Devika Chhibber of Zeenews.com chatted up with former Director of CBI, Joginder Singh, popularly known as Joginder ‘Tiger’ Singh, seeking answers on the existing scenario and possible remedial measures.
Here are the excerpts:
Devika: ‘Evidence tampering’ is another twist in Aarushi murder case. What went wrong in the probe? Is CBI to be blamed?
Joginder Singh: Aarushi case was initially handled by the Noida police and all the mess which you can see today is because of them and the doctors’ negligence. CBI came into the picture very late, i.e. after 2-3 weeks. So, all the evidence was already tampered with and CBI could do nothing else except to pick up the leftovers to carry on the investigation. But the blame of tampering cannot be laid on CBI’s shoulders.
Devika: If CBI carries out all the investigations properly, then why is it that so many cases are still pending?
Singh: CBI can only investigate.
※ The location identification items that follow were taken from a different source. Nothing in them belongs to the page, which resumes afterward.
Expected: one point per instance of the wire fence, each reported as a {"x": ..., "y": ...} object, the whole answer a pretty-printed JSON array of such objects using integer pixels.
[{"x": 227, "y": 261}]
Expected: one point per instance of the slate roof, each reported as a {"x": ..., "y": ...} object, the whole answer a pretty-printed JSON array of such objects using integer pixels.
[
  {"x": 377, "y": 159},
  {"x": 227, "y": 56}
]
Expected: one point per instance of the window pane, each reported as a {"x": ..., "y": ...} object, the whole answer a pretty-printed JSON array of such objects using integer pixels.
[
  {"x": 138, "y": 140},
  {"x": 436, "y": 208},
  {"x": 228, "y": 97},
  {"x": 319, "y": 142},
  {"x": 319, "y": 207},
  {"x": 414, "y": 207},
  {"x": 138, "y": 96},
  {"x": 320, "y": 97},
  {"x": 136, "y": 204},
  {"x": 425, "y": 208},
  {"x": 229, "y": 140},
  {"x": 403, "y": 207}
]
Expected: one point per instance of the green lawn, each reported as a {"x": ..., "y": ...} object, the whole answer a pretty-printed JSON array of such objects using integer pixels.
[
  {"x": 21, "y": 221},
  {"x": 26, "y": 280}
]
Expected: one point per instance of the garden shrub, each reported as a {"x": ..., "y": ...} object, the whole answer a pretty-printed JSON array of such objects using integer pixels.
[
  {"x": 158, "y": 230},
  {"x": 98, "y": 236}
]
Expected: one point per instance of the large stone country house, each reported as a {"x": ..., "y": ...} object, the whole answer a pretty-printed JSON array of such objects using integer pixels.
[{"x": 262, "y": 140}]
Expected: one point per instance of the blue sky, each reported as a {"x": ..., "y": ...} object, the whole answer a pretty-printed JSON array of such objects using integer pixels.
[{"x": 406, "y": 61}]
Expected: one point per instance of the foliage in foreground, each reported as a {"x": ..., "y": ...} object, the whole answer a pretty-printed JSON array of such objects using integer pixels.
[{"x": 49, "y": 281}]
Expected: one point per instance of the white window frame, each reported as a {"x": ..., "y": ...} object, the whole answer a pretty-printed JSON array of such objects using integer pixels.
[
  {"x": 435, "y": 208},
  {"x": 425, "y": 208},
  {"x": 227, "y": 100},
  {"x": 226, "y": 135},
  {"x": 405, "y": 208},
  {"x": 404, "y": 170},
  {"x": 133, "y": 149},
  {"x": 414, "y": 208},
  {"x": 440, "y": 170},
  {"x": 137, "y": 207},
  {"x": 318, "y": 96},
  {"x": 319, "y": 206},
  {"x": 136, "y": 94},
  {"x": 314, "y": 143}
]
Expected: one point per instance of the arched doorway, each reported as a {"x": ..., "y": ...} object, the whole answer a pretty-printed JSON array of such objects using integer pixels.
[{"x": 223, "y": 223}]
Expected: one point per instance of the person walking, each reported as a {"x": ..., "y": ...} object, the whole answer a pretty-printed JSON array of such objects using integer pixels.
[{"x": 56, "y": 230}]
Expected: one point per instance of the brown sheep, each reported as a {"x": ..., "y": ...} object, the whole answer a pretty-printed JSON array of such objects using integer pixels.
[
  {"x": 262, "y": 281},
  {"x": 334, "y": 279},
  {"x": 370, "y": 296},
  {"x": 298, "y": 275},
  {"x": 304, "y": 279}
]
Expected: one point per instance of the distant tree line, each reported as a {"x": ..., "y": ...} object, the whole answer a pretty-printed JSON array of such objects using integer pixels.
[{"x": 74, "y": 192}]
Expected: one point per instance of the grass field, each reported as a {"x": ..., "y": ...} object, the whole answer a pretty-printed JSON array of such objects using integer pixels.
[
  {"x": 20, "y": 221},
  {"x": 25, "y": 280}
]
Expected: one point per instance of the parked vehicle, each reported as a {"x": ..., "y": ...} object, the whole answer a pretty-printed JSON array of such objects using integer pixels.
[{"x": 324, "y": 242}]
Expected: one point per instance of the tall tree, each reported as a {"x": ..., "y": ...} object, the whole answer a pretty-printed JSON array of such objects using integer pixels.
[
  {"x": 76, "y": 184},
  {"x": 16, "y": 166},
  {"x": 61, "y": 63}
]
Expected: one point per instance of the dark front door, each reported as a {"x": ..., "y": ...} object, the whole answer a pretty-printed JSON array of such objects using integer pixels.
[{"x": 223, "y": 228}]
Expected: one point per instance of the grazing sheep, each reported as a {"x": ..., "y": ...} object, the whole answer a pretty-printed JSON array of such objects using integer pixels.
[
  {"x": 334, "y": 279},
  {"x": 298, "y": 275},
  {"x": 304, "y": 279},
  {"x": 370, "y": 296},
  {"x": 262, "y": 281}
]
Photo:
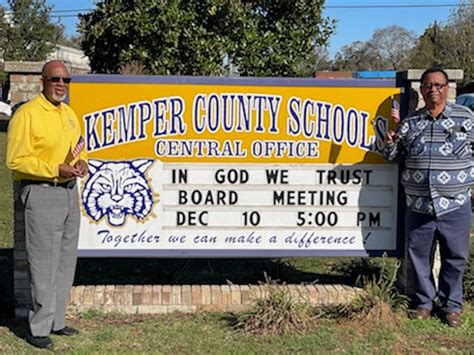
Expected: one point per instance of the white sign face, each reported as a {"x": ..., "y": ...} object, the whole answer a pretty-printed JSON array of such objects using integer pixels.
[{"x": 238, "y": 208}]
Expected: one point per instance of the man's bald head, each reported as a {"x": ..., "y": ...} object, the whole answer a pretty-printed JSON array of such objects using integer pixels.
[
  {"x": 48, "y": 66},
  {"x": 55, "y": 78}
]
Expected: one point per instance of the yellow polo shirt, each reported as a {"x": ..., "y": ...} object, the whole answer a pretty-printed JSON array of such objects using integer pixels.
[{"x": 40, "y": 137}]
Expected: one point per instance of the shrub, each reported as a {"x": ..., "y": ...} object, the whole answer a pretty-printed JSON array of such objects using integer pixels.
[{"x": 278, "y": 312}]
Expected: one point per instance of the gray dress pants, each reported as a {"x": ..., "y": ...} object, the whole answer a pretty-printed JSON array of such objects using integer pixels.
[{"x": 52, "y": 229}]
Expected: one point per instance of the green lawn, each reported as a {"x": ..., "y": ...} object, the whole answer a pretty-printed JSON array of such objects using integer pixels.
[{"x": 213, "y": 333}]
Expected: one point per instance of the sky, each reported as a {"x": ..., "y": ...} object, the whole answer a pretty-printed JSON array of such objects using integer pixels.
[{"x": 355, "y": 21}]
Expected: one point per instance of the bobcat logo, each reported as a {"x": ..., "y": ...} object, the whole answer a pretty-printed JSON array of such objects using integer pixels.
[{"x": 117, "y": 189}]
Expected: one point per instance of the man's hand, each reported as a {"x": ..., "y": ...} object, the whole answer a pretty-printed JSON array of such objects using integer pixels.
[
  {"x": 390, "y": 137},
  {"x": 67, "y": 171},
  {"x": 81, "y": 168}
]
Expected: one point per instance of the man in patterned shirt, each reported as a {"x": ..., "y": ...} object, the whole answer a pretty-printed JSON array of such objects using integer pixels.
[{"x": 435, "y": 143}]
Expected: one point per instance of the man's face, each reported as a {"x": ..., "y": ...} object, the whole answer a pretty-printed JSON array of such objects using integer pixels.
[
  {"x": 434, "y": 89},
  {"x": 54, "y": 87}
]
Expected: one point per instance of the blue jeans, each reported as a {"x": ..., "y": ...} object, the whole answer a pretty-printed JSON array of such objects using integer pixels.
[{"x": 453, "y": 230}]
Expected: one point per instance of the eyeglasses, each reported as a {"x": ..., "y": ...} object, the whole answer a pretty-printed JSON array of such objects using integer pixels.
[
  {"x": 57, "y": 79},
  {"x": 437, "y": 86}
]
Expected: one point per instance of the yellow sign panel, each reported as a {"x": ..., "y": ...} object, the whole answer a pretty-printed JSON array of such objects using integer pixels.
[
  {"x": 223, "y": 123},
  {"x": 235, "y": 167}
]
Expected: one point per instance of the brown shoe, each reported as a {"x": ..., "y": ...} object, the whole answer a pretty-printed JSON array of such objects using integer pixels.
[
  {"x": 453, "y": 319},
  {"x": 422, "y": 313}
]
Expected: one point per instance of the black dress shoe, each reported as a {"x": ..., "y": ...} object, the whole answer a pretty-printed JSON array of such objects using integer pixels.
[
  {"x": 40, "y": 342},
  {"x": 67, "y": 331}
]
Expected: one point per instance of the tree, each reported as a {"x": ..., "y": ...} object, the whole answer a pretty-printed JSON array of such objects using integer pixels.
[
  {"x": 26, "y": 32},
  {"x": 205, "y": 37},
  {"x": 358, "y": 55},
  {"x": 449, "y": 45},
  {"x": 393, "y": 44},
  {"x": 388, "y": 49}
]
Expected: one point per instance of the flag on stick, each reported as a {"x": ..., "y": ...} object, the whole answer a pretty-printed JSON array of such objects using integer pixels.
[
  {"x": 395, "y": 111},
  {"x": 80, "y": 145}
]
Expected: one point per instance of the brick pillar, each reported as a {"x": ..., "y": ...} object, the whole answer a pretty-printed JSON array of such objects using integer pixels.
[{"x": 410, "y": 80}]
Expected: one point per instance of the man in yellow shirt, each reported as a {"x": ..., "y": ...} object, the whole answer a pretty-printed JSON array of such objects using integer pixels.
[{"x": 46, "y": 152}]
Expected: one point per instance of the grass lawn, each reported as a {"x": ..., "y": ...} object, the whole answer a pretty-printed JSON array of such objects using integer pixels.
[{"x": 213, "y": 333}]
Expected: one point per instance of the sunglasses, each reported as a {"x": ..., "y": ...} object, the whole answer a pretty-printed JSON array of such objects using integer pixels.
[
  {"x": 57, "y": 79},
  {"x": 437, "y": 86}
]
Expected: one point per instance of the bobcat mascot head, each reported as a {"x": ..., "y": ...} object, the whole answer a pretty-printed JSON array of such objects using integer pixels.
[{"x": 117, "y": 189}]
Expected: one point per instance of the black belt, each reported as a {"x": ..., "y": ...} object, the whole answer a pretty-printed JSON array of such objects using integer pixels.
[{"x": 66, "y": 184}]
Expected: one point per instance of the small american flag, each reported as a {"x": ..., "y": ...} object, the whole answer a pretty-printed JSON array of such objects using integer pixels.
[
  {"x": 395, "y": 111},
  {"x": 78, "y": 148}
]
What can it do if the witness denies everything in court which he has accepted in front of the police, and let me tell you that this happens all the time! There is no punishment for those who lie in front of court. What can we do? We are simply helpless in such situations.
Devika: So you are telling me that all the pending cases till date are the result of people backing out at the last moment. That’s what you call ‘lack of evidence’?
Singh: : I agree that in some cases, CBI is lacking, but most of the unsolved cases are because of insufficient evidences i.e. people backing out or due to government’s interference.
Devika: Can you please elaborate. What did you mean by government’s interference?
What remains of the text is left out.